有两种方式可以运行,一种是在程序后加入要编译的文件名,如

另一种是直接不加参数运行,类似于些C语言脚本文件,在power shell中输入参数,键入^z(ctrl + z)表示EOF,程序读取输入结束,开始解析。如:

2.3 运行汇编代码

需要先安装emu8080 ,Windows平台下的安装包已经提供,为emu8086v408r11.zip

打开后,进入主界面,点击 new

再选择 com,当然其他也可以,点击ok,出现编辑窗口

再复制前一步shell中从inner_code_end到objcoed_gen_end之间的代码(或者可以使用 >重定向符 将输出流重定向到文件后直接从文件中复制)

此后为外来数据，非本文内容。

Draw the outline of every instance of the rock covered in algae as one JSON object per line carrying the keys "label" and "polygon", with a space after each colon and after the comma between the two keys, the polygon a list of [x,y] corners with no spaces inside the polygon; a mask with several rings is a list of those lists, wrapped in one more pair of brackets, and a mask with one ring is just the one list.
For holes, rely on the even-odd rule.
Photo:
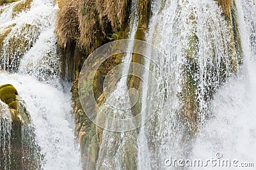
{"label": "rock covered in algae", "polygon": [[17,121],[22,125],[28,124],[30,122],[29,115],[24,101],[17,95],[18,92],[12,85],[0,86],[0,99],[8,106],[12,121]]}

---------------------inner_code_end---------------------------

//要复制的代码

--------------------objcoed_gen_end---------------------------

换到emu8086的代码编辑界面,CTRL + A 全选,然后CTRL + V复制 点击emulate 按钮,显示正在assember ,等待一小段时间

这时弹出两个窗口,第一个可以查看寄存器,内存信息,点击run表示开始执行,点击single step 表示一次只执行一条代码。

第二个窗口可以更加方便的显示代码的执行状况

如要设置断点,点击一条代码后,选择

运行过程中可能需要输入,请确保输入法为英文输入模式,输入结束后按Enter键。

3、其他说明

具体支持什么样的语法功能请看 实现原理.doc

!!注意
输入一个数的写法为 a=scan();
输出一个数的写法为 print(a);
其他写法和C语言相同。

  • 写函数时,非main函数一定要有return语句(会影响汇编代码的正确性,与中间代码无关)
  • 写函数时,调用的参数不要超过四个。(同样只影响汇编代码)
  • 在编译器出错时,不要急着否定编译器,先看看自己的源代码是否规范,我对编译器还是比较自信的,如果还有错误,可以联系我一同探讨。

由于在生成中间代码时对逻辑表达式语句和条件判断语句考虑的比较复杂,
如int a=(1>0) +1;// 得a=2
和 if (10){…} //进入if
等情况,以一种比较通用的方式生成中间代码,情况比较复杂,所以在生产汇编代码的时候有一个隐藏的bug,这个bug可能导致汇编代码的条件判断语句出错(在短路求值,&&或者||符号两边的判断符号不相等的时候),所以如果要运行汇编代码,尽量不要使用复杂的短路求值逻辑表达式(但此时仍可以生成正确的中间语言代码)。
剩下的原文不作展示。